We realized as we each took turns gushing on and on that we've all got one (or two, or three ...) shows we've happened upon, started watching with low expectations and gotten thoroughly addicted to for various reasons. We're willing to bet you have your own that you just have to gush about even when no one listens.
But hey, we're going to do something about it. In an occasional series, we're going to tell you about shows you should be watching and why.
First up: my mega addiction Gran Hotel on Netflix. There could be an entire section of my Netflix list (and, really, my life) called "things my sister got me into," but this is among the best. It's a Spanish drama that has been picked up in several European countries, and Netflix's description probably sounds like something you'd never watch: "To learn the truth about his sister's mysterious disappearance, a young man infiltrates a hotel in the guise of a footman and begins an investigation."

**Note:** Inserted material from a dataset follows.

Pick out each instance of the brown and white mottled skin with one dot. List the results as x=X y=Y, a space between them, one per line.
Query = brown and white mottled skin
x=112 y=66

Netflix is missing all of the juiciness, so let me help. Set in a fictional seaside Spanish town in the early 1900s, Gran Hotel (also called "Grand Hotel" on Netflix) follows the inner workings of a fancy hotel (just wired for electricity!) and the ruthless Alarcón family that owns it and will stop at nothing to keep owning it. Think Downton Abbey on steroids in Spain. But with less #richpeopleproblems, more murder.
It's amazing well-acted, but describing this show sounds like a telenovela (soap opera): It's a maze of who-is-sleeping-with-whom and who-knows-whose-secrets. Because everybody on this show has at least one reputation- or life-threatening secret ... per episode. Okay, that's an exaggeration, but not by much. One character here pretends to be pregnant, steals someone else's baby, commits a murder, commits another unrelated murder and starts an affair with a priest — perfect for confessing her many sins, right?

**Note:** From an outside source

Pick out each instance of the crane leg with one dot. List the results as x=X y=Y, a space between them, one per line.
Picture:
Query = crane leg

This is madre. She means business.
The matriarch of the family is ruthless, demanding and the ultimate schemer who basically has the dirt on everyone and isn't afraid to use it to kill off "threats." Her son is an irresponsible libertine, a totally witless scoundrel. Then there's the fickle older daughter, married to a marquess whose title helps the family looking good amidst scandal upon scandal until one of the scandals forces him to sell it. The younger daughter is forced to marry the show's other major villain, the manager of the hotel complicit in all of mom's schemes, but she's really in love with the guy Netflix describes, the one who pretends to be a footman (and a nobleman, when it suits him) to find out about his missing sister who used to be a maid at the hotel.
And aside from the family's many, many backstabbing misdeeds, the hotel staff features a serial killer, a thief, an all-around schemer/aspiring social climber ... and a bastard Alarcón child. For good measure, add in brief apperances by Agatha Christie — finding "inspiration" for Poirot in Gran Hotel's police detective — and King Alfonso XVIII.
Intrigued? You should be. Time period gorgeousness aside, the mysteries are elaborate, the motives juicy, the romantic tension swoon-worthy.
Ah, the romance!
Gran Hotel is also insanely binge-worthy, in part because Netflix made it that way. The show ran on Spanish TV in 70- to 80-minute episodes, but Netflix broke it down into more digestible 45-minute episodes ... that break in weird and super cliffhanger moments that have you jumping right into the next episode holding your breath.
I'd been busy recently binge-watching The X-Files (my boyfriend asked me last week to "give Mulder a rest for a few days"), but it ground to a halt when Netflix finally threw up the third season of Gran Hotel. Those of you who jump on the bandwagon now are lucky: You can watch the series start to finish; the third season had been held up for months that I spent painstakingly attempting to find out via Wikipedia and subtitle-less YouTube videos who was alive and who was dead.
I speak a decent amount of Spanish (you can usually find me listening to reggaeton), but this early 1900s Spain Spanish is a whole other animal. It's beautiful to listen to even if you're glued to the subtitles (although honestly the typical Spain lisping sounds instead of C's, Z's and S's just about drove me mad at first).
And trust me, those subtitles have some zingers that lose nothing in translation. "If men were punished for the evil they did, you'd have been dead years ago." Yowza!